Again, if you have items for the next AHEAD Update, please just let us know– thanks.
"What is AHEAD?" Animal & Human Health for the Environment And Development was launched at the 2003 IUCN World Parks Congress in Durban, South Africa. By assembling a ‘dream team’ of veterinarians, ecologists, biologists, social and economic scientists, agriculturists, wildlife managers, public health specialists and others from across East and southern Africa, we were fortunate to have tapped into some of the most innovative conservation and development thinking on the African continent – and AHEAD was born.
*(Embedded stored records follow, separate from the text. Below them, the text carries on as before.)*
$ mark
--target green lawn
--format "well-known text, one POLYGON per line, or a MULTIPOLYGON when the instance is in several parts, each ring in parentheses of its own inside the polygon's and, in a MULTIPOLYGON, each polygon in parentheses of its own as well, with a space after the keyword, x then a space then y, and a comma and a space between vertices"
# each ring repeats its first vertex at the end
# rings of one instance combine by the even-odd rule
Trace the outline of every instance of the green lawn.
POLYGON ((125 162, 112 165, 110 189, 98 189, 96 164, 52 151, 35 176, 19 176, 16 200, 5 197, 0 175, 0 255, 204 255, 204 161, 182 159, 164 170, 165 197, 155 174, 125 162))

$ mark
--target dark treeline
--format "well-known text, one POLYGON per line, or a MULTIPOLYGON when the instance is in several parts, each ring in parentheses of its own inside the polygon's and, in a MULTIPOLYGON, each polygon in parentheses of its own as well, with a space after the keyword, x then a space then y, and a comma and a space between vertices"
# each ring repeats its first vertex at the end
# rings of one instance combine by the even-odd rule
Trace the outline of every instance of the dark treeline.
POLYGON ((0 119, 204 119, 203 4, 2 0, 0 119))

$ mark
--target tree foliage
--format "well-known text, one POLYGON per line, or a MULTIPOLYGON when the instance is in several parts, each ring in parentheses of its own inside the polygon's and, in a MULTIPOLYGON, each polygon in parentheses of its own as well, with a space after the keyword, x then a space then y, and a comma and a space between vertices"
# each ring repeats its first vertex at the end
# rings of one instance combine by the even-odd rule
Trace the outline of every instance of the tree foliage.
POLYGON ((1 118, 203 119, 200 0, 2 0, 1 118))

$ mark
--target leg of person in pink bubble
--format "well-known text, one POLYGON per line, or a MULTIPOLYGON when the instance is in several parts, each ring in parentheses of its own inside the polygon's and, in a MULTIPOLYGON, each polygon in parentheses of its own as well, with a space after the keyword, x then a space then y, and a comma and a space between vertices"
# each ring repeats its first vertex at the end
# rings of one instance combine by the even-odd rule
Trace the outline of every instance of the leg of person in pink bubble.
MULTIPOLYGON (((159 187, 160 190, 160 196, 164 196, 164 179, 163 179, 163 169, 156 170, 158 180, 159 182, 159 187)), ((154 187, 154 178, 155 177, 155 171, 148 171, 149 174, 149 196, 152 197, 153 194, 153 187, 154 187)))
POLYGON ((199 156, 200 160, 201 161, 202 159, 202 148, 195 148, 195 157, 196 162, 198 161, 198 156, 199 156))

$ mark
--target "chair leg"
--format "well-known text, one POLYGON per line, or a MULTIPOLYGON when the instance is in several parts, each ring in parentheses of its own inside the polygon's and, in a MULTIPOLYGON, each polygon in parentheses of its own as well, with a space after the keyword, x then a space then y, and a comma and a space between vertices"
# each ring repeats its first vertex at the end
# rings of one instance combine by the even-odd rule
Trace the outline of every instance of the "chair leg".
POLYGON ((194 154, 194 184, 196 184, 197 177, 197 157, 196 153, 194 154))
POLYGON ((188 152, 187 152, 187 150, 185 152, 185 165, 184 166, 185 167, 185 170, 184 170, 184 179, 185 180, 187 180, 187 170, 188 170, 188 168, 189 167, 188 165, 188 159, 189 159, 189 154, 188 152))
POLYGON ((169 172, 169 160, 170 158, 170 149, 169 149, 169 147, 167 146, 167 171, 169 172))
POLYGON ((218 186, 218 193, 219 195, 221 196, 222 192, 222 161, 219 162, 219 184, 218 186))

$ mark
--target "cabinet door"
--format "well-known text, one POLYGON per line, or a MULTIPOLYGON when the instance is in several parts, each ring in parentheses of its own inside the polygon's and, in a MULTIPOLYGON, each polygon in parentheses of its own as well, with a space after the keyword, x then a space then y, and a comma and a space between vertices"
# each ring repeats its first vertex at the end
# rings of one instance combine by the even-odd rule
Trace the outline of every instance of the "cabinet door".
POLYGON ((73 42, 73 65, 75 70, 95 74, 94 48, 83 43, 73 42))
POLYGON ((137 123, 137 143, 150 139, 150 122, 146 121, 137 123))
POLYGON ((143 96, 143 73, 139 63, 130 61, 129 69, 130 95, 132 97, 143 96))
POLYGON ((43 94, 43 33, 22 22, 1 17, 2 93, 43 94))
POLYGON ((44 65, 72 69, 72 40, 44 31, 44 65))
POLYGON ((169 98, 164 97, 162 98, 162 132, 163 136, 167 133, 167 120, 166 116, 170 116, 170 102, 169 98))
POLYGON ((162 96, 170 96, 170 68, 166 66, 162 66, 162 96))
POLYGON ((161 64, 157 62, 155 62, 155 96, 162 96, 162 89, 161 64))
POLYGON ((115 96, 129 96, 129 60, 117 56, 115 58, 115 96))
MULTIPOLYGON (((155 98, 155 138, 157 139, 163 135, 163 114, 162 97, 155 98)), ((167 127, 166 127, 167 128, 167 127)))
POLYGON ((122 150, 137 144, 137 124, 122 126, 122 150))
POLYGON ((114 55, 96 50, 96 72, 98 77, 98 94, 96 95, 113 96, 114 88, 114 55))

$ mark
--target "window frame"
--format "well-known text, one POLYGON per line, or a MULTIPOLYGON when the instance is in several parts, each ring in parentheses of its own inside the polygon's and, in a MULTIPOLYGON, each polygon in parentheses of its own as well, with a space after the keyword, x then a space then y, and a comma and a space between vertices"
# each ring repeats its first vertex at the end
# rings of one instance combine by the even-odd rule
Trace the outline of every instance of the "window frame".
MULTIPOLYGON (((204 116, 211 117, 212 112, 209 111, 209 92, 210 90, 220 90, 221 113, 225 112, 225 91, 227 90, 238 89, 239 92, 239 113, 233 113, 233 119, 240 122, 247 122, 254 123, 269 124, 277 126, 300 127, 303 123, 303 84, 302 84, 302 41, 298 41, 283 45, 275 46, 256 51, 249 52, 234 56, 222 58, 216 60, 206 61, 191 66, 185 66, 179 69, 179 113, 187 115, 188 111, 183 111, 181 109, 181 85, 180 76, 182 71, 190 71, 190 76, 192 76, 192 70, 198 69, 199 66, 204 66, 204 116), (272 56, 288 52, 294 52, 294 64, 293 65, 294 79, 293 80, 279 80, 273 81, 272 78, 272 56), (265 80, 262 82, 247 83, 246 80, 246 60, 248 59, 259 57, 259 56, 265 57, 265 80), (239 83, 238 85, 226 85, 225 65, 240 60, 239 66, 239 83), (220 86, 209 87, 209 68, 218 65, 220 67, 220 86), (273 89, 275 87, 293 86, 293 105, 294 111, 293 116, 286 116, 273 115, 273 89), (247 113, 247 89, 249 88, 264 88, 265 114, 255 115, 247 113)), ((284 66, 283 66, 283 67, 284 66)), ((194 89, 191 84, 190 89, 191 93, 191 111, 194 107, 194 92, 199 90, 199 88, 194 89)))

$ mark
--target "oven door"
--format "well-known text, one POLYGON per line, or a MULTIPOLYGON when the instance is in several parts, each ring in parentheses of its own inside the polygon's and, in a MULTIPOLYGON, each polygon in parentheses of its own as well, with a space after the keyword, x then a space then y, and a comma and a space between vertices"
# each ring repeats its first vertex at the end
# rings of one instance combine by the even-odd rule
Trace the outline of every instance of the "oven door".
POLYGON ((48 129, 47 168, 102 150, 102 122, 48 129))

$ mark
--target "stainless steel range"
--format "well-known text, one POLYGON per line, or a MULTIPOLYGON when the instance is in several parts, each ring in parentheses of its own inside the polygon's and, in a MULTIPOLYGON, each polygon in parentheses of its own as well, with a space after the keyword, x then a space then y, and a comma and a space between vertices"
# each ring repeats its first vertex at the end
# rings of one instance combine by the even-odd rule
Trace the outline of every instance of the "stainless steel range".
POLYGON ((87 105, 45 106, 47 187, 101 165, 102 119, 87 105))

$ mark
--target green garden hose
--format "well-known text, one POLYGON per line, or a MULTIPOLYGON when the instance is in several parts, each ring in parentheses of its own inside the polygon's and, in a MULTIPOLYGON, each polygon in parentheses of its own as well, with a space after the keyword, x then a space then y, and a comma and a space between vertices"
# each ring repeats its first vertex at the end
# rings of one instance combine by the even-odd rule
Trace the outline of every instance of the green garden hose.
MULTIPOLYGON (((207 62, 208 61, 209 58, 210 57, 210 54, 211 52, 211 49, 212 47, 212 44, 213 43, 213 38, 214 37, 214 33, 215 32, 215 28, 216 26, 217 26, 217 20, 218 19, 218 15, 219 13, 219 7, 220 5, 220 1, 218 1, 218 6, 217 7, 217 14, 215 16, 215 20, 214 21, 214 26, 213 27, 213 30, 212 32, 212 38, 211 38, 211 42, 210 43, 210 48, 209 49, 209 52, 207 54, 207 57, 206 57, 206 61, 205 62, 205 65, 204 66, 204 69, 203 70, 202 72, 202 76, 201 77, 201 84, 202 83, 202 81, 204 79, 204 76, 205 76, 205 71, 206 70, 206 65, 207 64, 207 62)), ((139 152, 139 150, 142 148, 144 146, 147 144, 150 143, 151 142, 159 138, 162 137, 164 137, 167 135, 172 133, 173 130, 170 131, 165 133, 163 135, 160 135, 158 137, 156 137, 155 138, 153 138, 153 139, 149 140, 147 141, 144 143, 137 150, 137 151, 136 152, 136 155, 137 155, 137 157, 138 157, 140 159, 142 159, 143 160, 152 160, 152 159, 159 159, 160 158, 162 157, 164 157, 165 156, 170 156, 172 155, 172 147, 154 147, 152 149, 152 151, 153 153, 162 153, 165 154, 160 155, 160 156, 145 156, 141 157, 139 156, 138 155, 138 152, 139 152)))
Since then, a range of programs addressing conservation, health, and concomitant development challenges have been launched with the support of a growing list of implementing partners and donors who see the intrinsic value of the One World, One Health approach. AHEAD is a convening, facilitative mechanism, working to create enabling environments that allow different and often competing sectors to literally come to the same table and find collaborative ways forward to address challenges at the interface of wildlife health, livestock health, and human health and livelihoods. We convene stakeholders; help delineate conceptual frameworks to underpin planning, management and research; and provide technical support and resources for projects stakeholders identify as priorities. AHEAD recognizes the need to look at health and disease not in isolation but within a given region's environmental and socioeconomic context.